One possibility is we choose¹ a small public integer $r>1$ with $r^{(q-1)/2}\equiv-1\pmod q$, and ensure² the $n$ in Pailler is at least $2q-1$. Now $x\mapsto r^x\bmod q$ is a bijection on $[1,q)$.

Alice chooses $\widetilde{\mathsf{aliceSK}}$ uniformly at random in $[1,q)$ and derives $\mathsf{aliceSK}=r^{\widetilde{\mathsf{aliceSK}}}\bmod q$. She Pailler-encrypts $\widetilde{\mathsf{aliceSK}}$.

Same for Bob.

Somewhat the Pailler ciphertexts get Pailler-combined (that is multiplied modulo $n^2$ where $n$ is the public Pailler modulus) and Pailler-deciphered to $d=\widetilde{\mathsf{aliceSK}}+\widetilde{\mathsf{bobSK}}$

And from this it's possible to get

$$\mathsf{aliceSK}\times\mathsf{bobSK}\bmod q=r^d\bmod q$$

With 256-bit and even 384-bit $q$, it's reasonably easy to find $\widetilde{\mathsf{aliceSK}}$ from $\mathsf{aliceSK}$. Thus that technique can also be used after $\mathsf{aliceSK}$ was drawn the standard way.

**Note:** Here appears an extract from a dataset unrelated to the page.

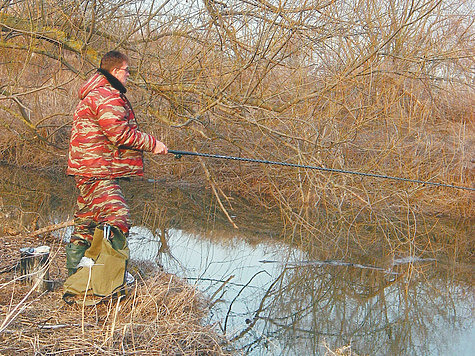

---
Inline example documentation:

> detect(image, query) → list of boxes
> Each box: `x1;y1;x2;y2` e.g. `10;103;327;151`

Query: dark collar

I have never seen this proposed, but it's so simple that I doubt it's new.

¹ Trial and error with $r$ the first primes will find one quickly in an average of two attempts.

² That will hold for common $q$ in ECDSA, which usually is some hundreds bits, and common $n$ for secure Paillier, which usually is in the thousands bits.